À cette fin, 5 g de l’échantillon d’avocat ont été extraits avec 10 mL d’acétonitrile, puis 2,5 g de formiate d’ammonium ont été ajoutés pour induire la séparation de phase. Par la suite, le surnageant a subi un processus de nettoyage par extraction en phase solide dispersive utilisant 150 mg de MgSO4 anhydre, 50 mg d’amine primaire-secondaire, 50 mg d’octadécylsilane, 10 mg de noir de carbone graphitisé et 60 mg d’un sorbant à base d’oxyde de zirconium (Z-Sep+). L’analyse GC-MS/MS a été réalisée avec succès en moins de 25 min. Des expériences de validation rigoureuses ont été menées pour évaluer les performances de la méthode. L’examen d’une courbe d’étalonnage matricielle appariée pour chaque variété d’avocat a révélé que l’EM est demeuré relativement constant et inférieur à 20 % (considéré comme un EM mou) pour la plupart des combinaisons pesticide/variété. De plus, les limites de quantification de la méthode étaient inférieures à 5 μg/kg pour les trois variétés.
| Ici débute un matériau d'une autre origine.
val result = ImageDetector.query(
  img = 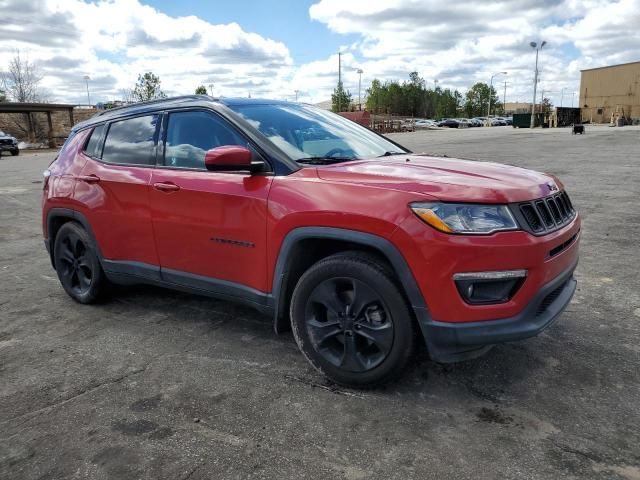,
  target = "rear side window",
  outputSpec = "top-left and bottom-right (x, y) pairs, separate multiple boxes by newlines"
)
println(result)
(102, 115), (158, 165)
(84, 124), (106, 158)
(164, 111), (248, 169)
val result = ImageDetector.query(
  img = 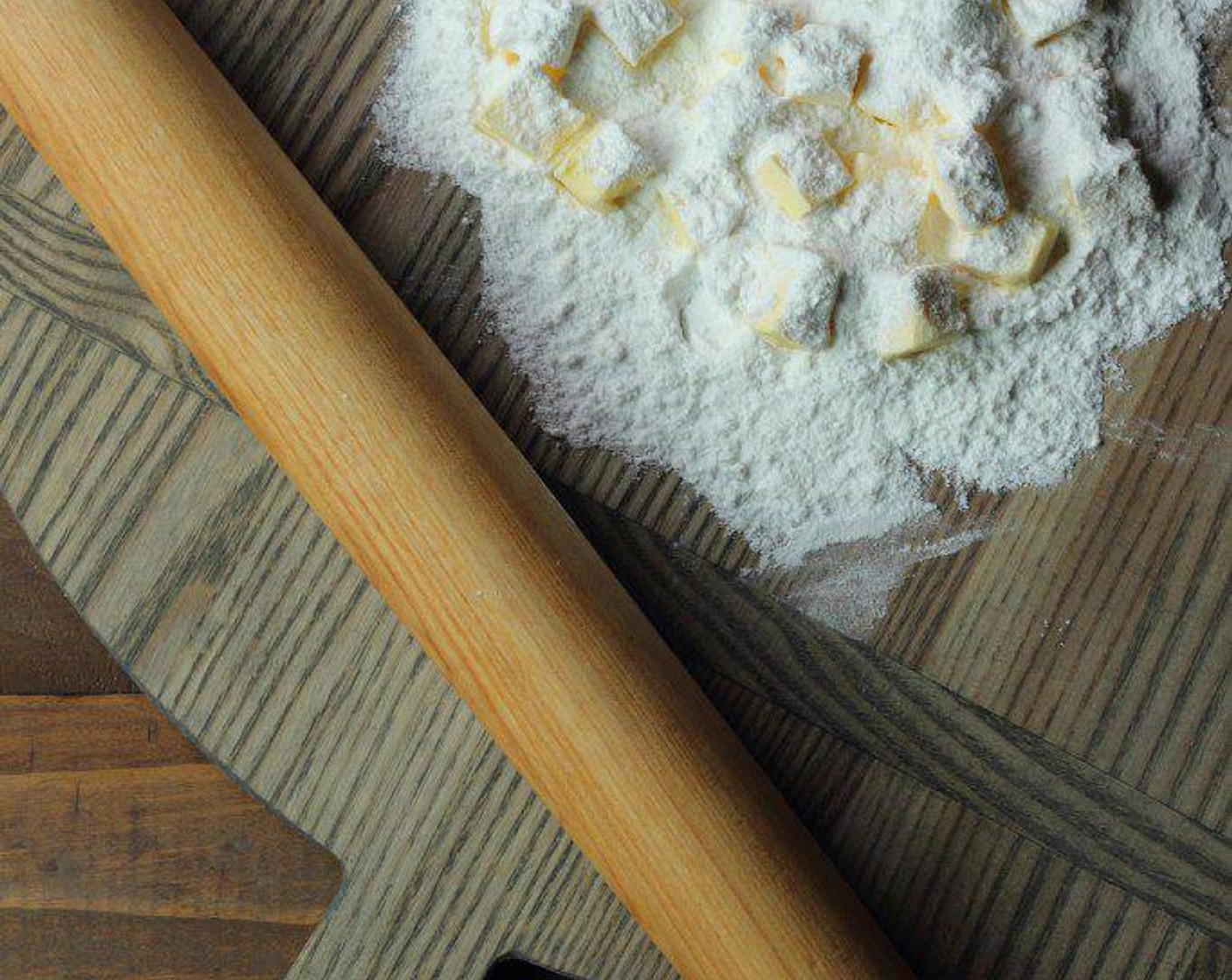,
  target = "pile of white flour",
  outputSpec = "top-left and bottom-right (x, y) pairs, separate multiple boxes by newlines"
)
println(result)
(378, 0), (1232, 566)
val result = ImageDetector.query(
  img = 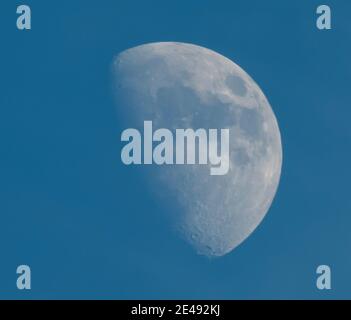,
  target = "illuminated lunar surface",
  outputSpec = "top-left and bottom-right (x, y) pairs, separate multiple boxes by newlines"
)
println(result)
(113, 42), (282, 256)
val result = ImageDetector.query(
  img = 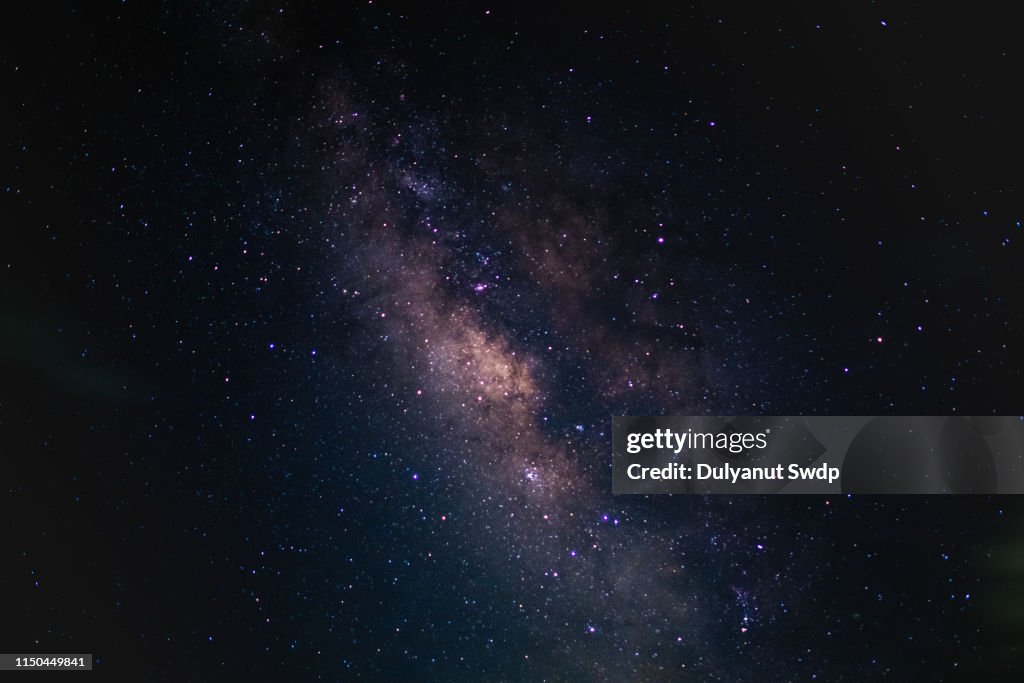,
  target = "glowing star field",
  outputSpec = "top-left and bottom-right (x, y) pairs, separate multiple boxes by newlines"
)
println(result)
(0, 1), (1024, 682)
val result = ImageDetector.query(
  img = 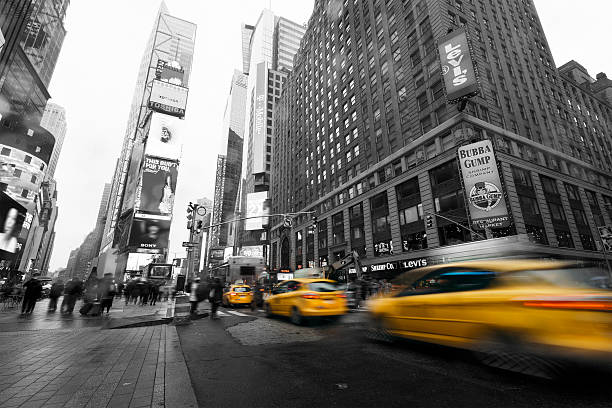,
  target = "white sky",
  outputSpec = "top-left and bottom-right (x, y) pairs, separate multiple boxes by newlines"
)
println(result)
(50, 0), (612, 270)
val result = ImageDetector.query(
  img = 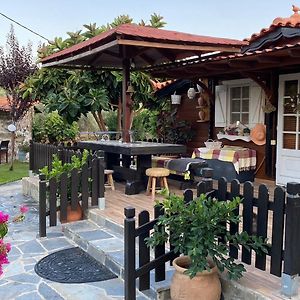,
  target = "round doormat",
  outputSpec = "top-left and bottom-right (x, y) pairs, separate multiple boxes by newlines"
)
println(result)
(34, 247), (117, 283)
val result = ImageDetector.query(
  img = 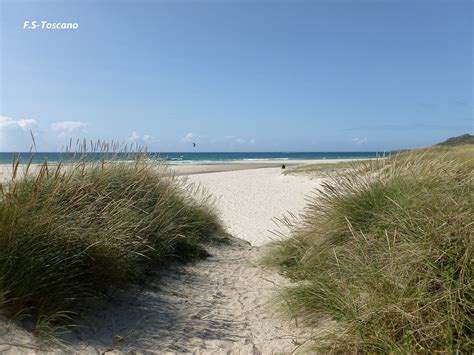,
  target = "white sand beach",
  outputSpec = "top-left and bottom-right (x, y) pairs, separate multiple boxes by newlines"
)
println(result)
(0, 161), (336, 354)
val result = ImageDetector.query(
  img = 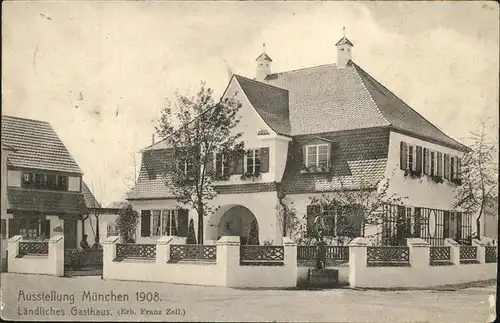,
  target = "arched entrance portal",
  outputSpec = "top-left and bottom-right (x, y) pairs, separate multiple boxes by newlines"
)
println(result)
(207, 204), (259, 244)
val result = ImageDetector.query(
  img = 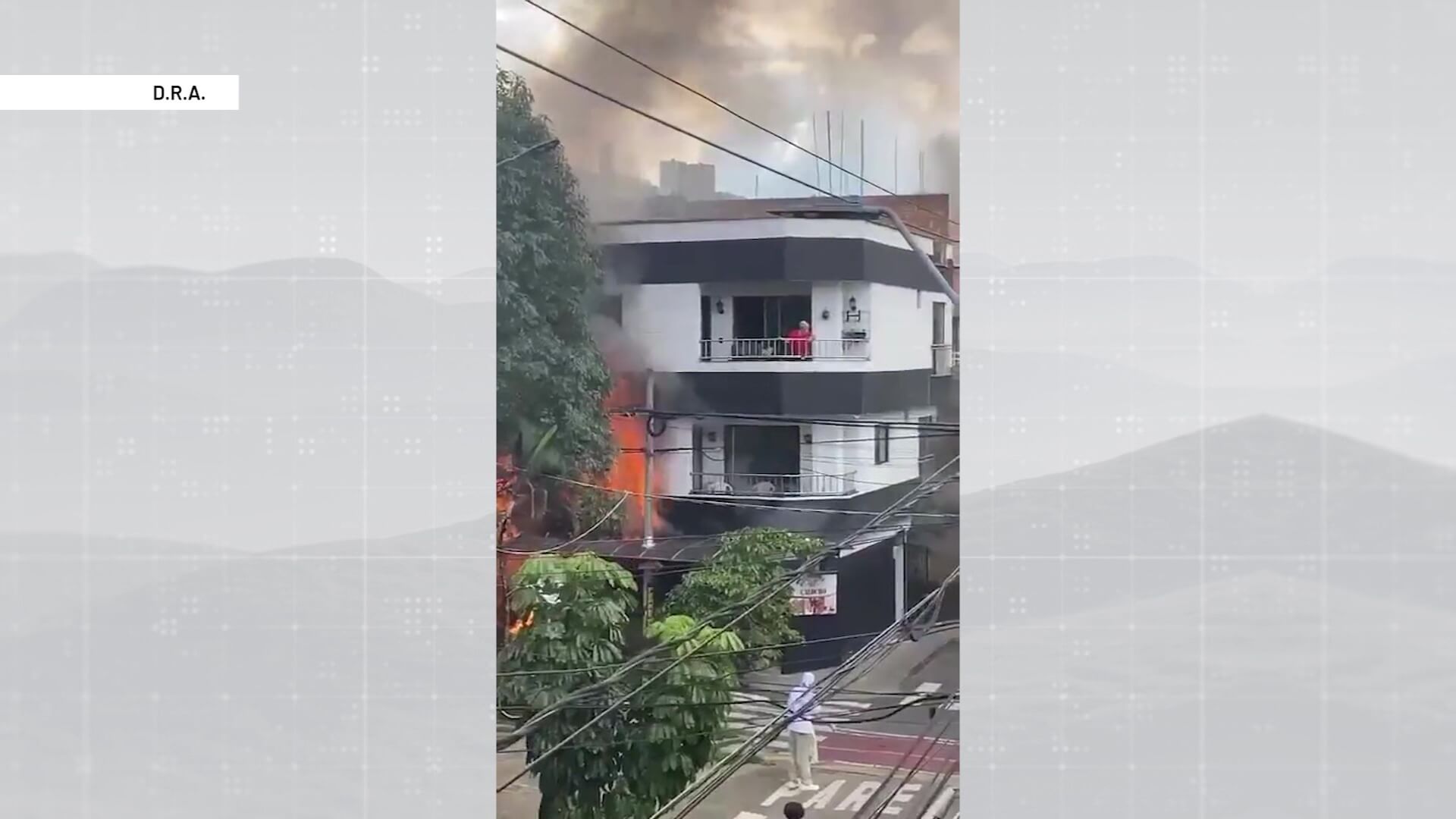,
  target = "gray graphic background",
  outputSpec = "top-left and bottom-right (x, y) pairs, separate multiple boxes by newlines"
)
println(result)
(0, 0), (494, 817)
(961, 0), (1456, 817)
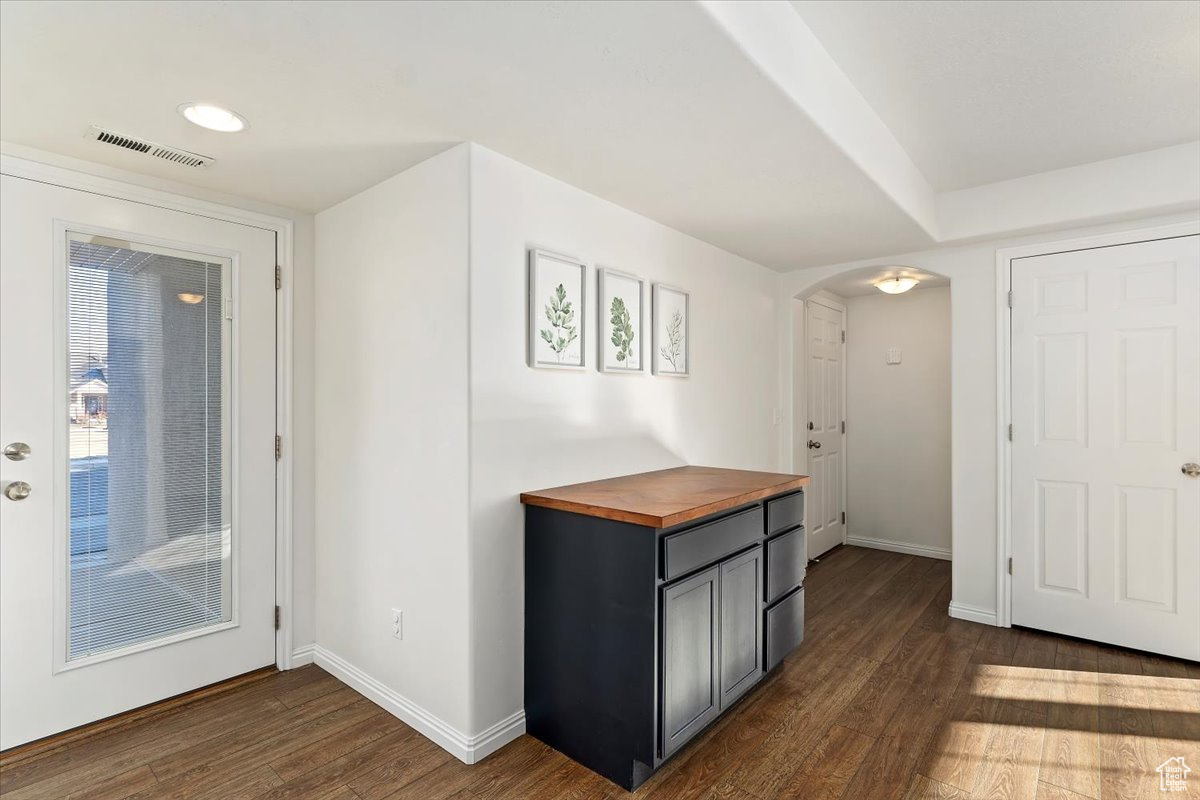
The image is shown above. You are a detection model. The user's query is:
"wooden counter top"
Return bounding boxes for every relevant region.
[521,467,809,528]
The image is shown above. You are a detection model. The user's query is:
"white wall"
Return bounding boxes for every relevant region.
[776,213,1195,619]
[316,145,469,730]
[845,288,950,557]
[470,146,779,733]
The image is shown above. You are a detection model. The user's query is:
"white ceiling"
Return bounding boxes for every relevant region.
[0,2,929,269]
[793,0,1200,191]
[0,0,1200,270]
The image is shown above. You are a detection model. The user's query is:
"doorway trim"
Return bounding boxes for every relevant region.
[995,221,1200,627]
[0,154,295,669]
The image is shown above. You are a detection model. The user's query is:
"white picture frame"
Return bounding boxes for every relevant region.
[527,248,588,369]
[650,283,691,378]
[596,266,646,373]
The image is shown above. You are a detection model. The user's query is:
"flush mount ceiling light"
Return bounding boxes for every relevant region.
[179,103,250,133]
[875,276,920,294]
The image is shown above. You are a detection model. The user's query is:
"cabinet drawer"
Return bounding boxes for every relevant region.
[767,589,804,670]
[767,528,809,603]
[767,492,804,534]
[662,507,762,581]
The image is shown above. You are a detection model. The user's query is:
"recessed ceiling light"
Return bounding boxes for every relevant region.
[179,103,248,133]
[875,276,920,294]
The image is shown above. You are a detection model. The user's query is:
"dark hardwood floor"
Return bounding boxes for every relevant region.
[0,547,1200,800]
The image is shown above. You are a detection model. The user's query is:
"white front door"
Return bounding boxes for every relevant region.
[1012,236,1200,658]
[800,297,846,558]
[0,175,275,748]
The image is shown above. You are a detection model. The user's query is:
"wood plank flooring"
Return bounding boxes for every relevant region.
[0,547,1200,800]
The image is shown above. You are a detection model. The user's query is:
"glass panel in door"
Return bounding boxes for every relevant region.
[67,233,235,662]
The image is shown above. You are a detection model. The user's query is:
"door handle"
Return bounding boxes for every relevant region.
[4,481,34,500]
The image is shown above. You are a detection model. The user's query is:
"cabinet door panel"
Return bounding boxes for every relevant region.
[720,547,763,708]
[662,566,720,758]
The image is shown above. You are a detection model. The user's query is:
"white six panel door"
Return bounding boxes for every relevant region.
[0,175,275,748]
[1012,236,1200,660]
[799,299,846,558]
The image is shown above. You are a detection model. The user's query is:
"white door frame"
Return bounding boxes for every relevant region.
[792,289,850,545]
[996,221,1200,627]
[0,154,294,669]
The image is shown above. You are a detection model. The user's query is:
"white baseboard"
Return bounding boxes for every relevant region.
[313,644,524,764]
[949,603,1000,626]
[292,644,317,669]
[846,536,950,561]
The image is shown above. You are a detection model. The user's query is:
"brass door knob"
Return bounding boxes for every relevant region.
[4,481,34,500]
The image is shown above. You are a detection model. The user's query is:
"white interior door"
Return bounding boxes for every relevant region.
[800,297,846,558]
[1012,236,1200,658]
[0,175,275,748]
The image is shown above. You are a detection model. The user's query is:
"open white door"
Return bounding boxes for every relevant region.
[799,297,846,558]
[0,175,275,748]
[1012,236,1200,658]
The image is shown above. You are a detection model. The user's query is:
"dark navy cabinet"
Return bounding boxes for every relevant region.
[523,472,806,790]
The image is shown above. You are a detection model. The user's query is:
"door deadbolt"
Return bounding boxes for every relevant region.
[4,441,32,461]
[4,481,34,500]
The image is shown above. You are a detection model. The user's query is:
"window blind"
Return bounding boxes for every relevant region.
[67,234,233,660]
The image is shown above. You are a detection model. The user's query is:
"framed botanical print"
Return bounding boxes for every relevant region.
[652,283,691,377]
[596,267,646,372]
[528,249,587,369]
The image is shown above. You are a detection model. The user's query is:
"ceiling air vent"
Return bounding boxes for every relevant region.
[88,125,216,167]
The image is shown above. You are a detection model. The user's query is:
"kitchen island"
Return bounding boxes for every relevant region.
[521,467,809,790]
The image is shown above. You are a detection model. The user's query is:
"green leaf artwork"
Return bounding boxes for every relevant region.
[608,297,634,362]
[659,311,683,372]
[538,283,580,362]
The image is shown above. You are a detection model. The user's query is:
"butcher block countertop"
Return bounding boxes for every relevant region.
[521,467,809,528]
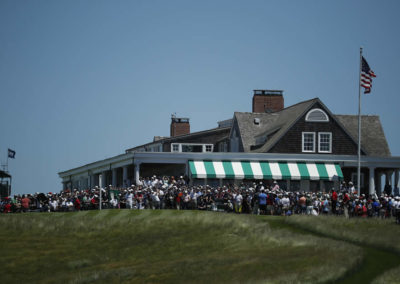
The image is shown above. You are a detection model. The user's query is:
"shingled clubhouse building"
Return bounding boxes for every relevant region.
[59,90,400,194]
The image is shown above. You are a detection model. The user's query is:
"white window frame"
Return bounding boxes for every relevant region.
[318,132,332,153]
[301,132,315,153]
[171,143,214,153]
[306,108,329,122]
[203,144,214,153]
[171,143,182,153]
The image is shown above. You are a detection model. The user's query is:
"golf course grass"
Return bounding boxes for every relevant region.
[0,210,400,283]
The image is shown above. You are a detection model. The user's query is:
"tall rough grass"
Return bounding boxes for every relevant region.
[0,210,362,283]
[286,215,400,253]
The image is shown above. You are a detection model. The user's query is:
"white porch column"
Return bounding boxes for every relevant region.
[394,169,400,195]
[385,171,393,186]
[369,167,375,195]
[90,174,96,188]
[111,168,117,187]
[122,166,128,187]
[135,163,140,185]
[319,179,329,192]
[101,171,107,188]
[375,172,382,196]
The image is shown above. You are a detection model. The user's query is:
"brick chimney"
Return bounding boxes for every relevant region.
[170,115,190,137]
[253,90,284,112]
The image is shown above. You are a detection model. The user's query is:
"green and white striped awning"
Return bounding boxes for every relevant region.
[189,161,343,180]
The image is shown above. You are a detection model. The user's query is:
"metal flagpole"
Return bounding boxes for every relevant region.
[99,174,101,210]
[357,47,362,195]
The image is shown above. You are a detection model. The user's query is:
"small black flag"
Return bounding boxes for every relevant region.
[8,149,15,159]
[361,56,376,94]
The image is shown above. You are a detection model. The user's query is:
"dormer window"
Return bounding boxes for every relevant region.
[306,108,329,122]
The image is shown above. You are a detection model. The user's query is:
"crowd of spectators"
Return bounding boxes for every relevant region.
[0,176,400,223]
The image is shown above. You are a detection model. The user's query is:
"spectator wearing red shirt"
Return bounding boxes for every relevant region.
[331,190,337,214]
[21,195,31,212]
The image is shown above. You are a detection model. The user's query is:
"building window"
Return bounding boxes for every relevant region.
[218,142,228,152]
[318,132,332,153]
[171,143,214,153]
[182,144,203,153]
[302,132,315,152]
[172,144,179,152]
[306,108,329,122]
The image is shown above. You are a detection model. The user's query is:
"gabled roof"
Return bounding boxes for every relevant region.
[234,98,320,152]
[335,115,391,157]
[234,98,391,157]
[125,127,231,152]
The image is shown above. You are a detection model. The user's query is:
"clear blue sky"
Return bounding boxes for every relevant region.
[0,0,400,193]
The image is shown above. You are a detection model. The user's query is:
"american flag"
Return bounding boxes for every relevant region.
[361,56,376,94]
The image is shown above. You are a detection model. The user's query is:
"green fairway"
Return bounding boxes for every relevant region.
[0,210,399,283]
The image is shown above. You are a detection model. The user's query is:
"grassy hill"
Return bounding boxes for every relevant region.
[0,210,400,283]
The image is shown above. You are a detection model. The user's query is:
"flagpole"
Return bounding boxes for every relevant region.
[357,47,362,195]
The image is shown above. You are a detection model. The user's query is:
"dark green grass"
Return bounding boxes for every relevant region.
[280,216,400,283]
[0,210,362,283]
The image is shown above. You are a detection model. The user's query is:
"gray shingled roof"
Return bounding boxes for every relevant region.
[235,98,320,153]
[234,98,391,157]
[335,115,391,157]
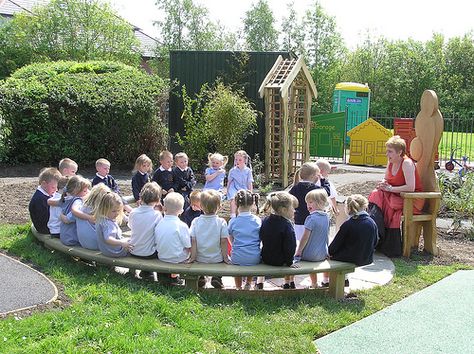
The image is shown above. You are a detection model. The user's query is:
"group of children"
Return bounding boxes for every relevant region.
[29,151,377,289]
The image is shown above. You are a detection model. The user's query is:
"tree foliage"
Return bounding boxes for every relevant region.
[0,61,168,164]
[0,0,140,77]
[244,0,278,52]
[177,81,257,164]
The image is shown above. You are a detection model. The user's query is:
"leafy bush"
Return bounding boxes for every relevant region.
[177,81,257,163]
[0,61,168,164]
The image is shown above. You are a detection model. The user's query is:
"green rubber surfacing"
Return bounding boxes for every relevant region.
[314,270,474,354]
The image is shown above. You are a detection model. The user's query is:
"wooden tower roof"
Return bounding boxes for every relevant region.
[258,55,318,98]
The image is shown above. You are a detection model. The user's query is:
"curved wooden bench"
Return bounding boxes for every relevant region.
[31,225,356,299]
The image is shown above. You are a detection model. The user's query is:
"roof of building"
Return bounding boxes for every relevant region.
[258,55,318,98]
[0,0,158,58]
[347,118,392,138]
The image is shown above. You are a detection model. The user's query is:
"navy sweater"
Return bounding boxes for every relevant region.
[92,175,120,194]
[329,213,378,266]
[260,214,296,266]
[28,189,50,234]
[132,171,150,200]
[289,178,331,225]
[153,168,176,192]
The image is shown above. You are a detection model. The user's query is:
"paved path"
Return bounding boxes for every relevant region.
[315,270,474,354]
[0,253,58,314]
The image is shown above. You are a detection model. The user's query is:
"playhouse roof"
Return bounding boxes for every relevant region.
[347,118,392,139]
[258,55,318,98]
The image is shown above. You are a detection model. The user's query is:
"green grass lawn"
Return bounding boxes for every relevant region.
[0,225,468,353]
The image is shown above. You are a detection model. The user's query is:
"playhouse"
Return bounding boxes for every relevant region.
[347,118,392,166]
[258,56,317,186]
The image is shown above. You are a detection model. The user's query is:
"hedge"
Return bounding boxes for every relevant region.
[0,61,168,164]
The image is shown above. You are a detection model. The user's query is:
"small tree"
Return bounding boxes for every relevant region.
[177,81,257,164]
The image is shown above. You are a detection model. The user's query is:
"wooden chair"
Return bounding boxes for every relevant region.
[400,90,444,257]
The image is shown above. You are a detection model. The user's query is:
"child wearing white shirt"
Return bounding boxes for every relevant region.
[188,189,230,289]
[155,192,191,285]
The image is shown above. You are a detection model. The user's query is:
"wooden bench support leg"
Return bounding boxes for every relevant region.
[182,274,199,291]
[329,272,345,300]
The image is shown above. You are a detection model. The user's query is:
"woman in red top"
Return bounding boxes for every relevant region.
[369,135,424,257]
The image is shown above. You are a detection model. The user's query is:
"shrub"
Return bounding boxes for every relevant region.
[177,81,257,163]
[0,61,168,164]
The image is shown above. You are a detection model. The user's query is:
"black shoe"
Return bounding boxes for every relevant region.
[198,276,206,288]
[170,277,184,286]
[211,277,224,289]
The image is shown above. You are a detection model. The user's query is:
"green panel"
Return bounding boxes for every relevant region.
[309,112,346,158]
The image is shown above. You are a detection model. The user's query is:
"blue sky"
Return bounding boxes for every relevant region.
[109,0,474,48]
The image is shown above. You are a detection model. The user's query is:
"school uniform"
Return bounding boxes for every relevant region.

Enfin, les valeurs de récupération de la plupart des pesticides se situaient dans la fourchette acceptable de 70 à 120 %, avec des valeurs d’écart-type relatif inférieures à 20 %.

Introduction

En analyse chimique, l’effet de matrice (EM) peut être défini de différentes manières, mais une définition générale largement acceptée est la suivante : il s’agit de la modification du signal, en particulier une modification de la pente de la courbe d’étalonnage lorsque la matrice de l’échantillon ou une partie de celle-ci est présente lors de l’analyse d’un analyte spécifique. En tant qu’aspect critique, l’EM nécessite une investigation approfondie lors du processus de validation de toute méthode analytique, car elle affecte directement la précision des mesures quantitatives pour les analytes cibles1. Idéalement, une procédure de prétraitement d’échantillon devrait être suffisamment sélective pour éviter d’extraire des composants de la matrice de l’échantillon. Cependant, malgré des efforts considérables, bon nombre de ces éléments de la matrice se retrouvent encore dans les systèmes de détermination finale dans la plupart des cas. Par conséquent, ces composants matriciels compromettent souvent les valeurs de récupération et de précision, introduisent du bruit supplémentaire et augmentent le coût global et la main-d’œuvre impliqués dans la méthode.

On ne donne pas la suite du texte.